Deux sens sont constamment sollicités et mis à l’épreuve dans l’espace public tokyoïte, la vue et l’ouïe.

Hormis les bruits « naturels » à la ville, les bruits électroniques sont omniprésents, comme dans un jeu vidéo géant.

Les oreilles japonaises, de tolérantes sont passées à l’indifférence, les décibels sont amortis par l’habitude.

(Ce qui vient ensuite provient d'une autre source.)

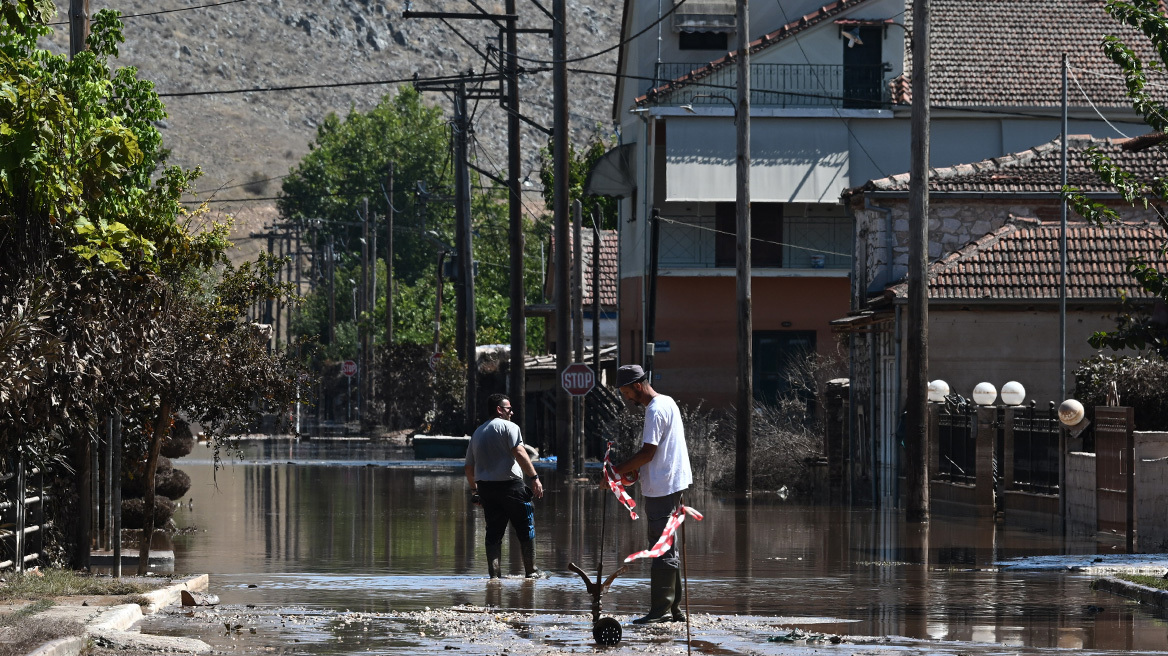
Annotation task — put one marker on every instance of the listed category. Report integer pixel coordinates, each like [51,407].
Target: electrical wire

Les signes lumineux rythment la nuit, balisent le chemin, attirent le passant comme des papillons. Les camaïeux de néons, la complémentarité des pastels peignent le noir de l’obscurité. Un taxi-caméléon se fond dans le décor.

   

Un prédicateur-politicien harangue sous la pluie les passants qui sortent d’une bouche de métro. Dérisoires micro et haut-parleur pour délivrer un message qui n’intéresse personne.

 

 

Je ne comprends pas son dépliant et ne reconnais que le mot « Japon », je lis péniblement qu’il s’appelle Hatanaka Hiroji (littéralement « au milieu des champs »), qu’il est né en 1954. Il n’a pas l’air d’un nationaliste. Ils ont en général des camionnettes avec des banderoles et des haut-parleurs.

Je me renseigne à la réception de l’hôtel. C’est un communiste. Dans la jungle néolibérale. Je me disais bien.